This project tries to parallellize common algorithms and it shows the speedup that might exist compared with the sequential form of these algorithms. The algorithms which will be used are :
- Countsort
- Backsub (Backward substitution) . Backward substitution is the method which is used after Gaussian Elimination, to solve large linear systems.
- String matching (Calculates how many times a specific word can be found in a large text file).
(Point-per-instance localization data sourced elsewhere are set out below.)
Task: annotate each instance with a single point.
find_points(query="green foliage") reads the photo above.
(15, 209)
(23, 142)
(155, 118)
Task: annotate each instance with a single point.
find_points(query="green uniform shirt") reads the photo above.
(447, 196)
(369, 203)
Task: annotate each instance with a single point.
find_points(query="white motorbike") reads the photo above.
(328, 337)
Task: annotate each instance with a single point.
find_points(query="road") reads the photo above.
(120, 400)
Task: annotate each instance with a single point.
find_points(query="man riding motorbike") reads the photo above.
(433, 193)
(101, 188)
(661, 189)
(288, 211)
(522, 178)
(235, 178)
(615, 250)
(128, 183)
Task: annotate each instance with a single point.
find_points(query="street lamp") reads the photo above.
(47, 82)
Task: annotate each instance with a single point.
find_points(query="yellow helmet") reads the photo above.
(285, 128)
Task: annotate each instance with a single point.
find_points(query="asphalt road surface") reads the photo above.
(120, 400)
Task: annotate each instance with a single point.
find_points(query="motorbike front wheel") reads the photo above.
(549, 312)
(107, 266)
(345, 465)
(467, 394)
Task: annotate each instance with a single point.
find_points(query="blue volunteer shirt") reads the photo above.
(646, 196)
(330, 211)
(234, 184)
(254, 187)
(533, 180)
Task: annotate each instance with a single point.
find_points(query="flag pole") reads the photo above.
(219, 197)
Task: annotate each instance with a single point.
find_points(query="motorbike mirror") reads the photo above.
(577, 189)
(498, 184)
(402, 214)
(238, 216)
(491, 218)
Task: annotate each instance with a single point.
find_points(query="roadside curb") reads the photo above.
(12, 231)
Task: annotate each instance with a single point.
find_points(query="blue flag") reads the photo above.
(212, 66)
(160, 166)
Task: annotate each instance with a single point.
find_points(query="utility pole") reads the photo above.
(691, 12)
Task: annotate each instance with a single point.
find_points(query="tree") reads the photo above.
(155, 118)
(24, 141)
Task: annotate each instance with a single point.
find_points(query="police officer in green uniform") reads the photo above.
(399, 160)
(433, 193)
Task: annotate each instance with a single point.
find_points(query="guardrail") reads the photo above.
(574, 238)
In this project the file that is being used for the string matching algorithm is the enwik8.zip and can be downloaded from here: https://mattmahoney.net/dc/textdata.html
Important note! The parallel algorithms have been implemented using the Intel(R) Core(TM) i3-3220 CPU @ 3.30GHz 3.30 GHz which has only 2 cores. If a CPU with more cores will be used, there might be a bigger speedup as the upper limit of number of threads which can be used will be increased.
1)Countsort
The Countsort algorithm can be parallelized easily with a simple #pragma omp parallel for outside of the outer loop. The algorithm doesn't contain any loop dependencies or critical sections which must be protected. Its thread uses its own private variables and the only shared variables are the matrices (x,y) and the size of the array which will be sorted (n). Below the graph shows the execution speed for 1,2,4,8 and 16 threads for n=10.000:
As the graph shows, if the countsort algorithm runs sequentially it needs aproximatelly 0.656 seconds to be executed. With parallel implementation, using 8 threads it can be executed in 0.187 seconds so it can create x3.5 speedup.
2)String Matching
The string matching algorithm uses a brute force strategy to find a specific word in a lrage text document. This algorithm also is pretty simple to be parallalelized. Below is the graph which shows the performance again for 1,2,4,8,16 threads:
As the graph shows, the best performance can be gained with 4 or 8 threads. Parallel execution best time: 0,135 seconds. Sequential execution time: 0.253 seconds. Speedup = 1.87
3)Backsub
The backward substitution algorithm cant be parallelized efficiently with the given code. The outer loop uses a sum variable which must be private in order to parallelize the outer loop. The problem is that every next outer loop iteration must be calculated from the previous one. So by default the outer loop must be executed sequentally so the next x values will not be 0. The only part that can be executed with parallelization is the inner loop with a #pragma omp parallel and a reduction clause for the sum variable, which does not give any efficiency, in contrast it makes the time worse. Below is the graph for 1,2,4,8,16 threads and a 10000x10000 linear system.
It is clear that the parallel execution gives worse time and efficiency as the number of threads is being increased.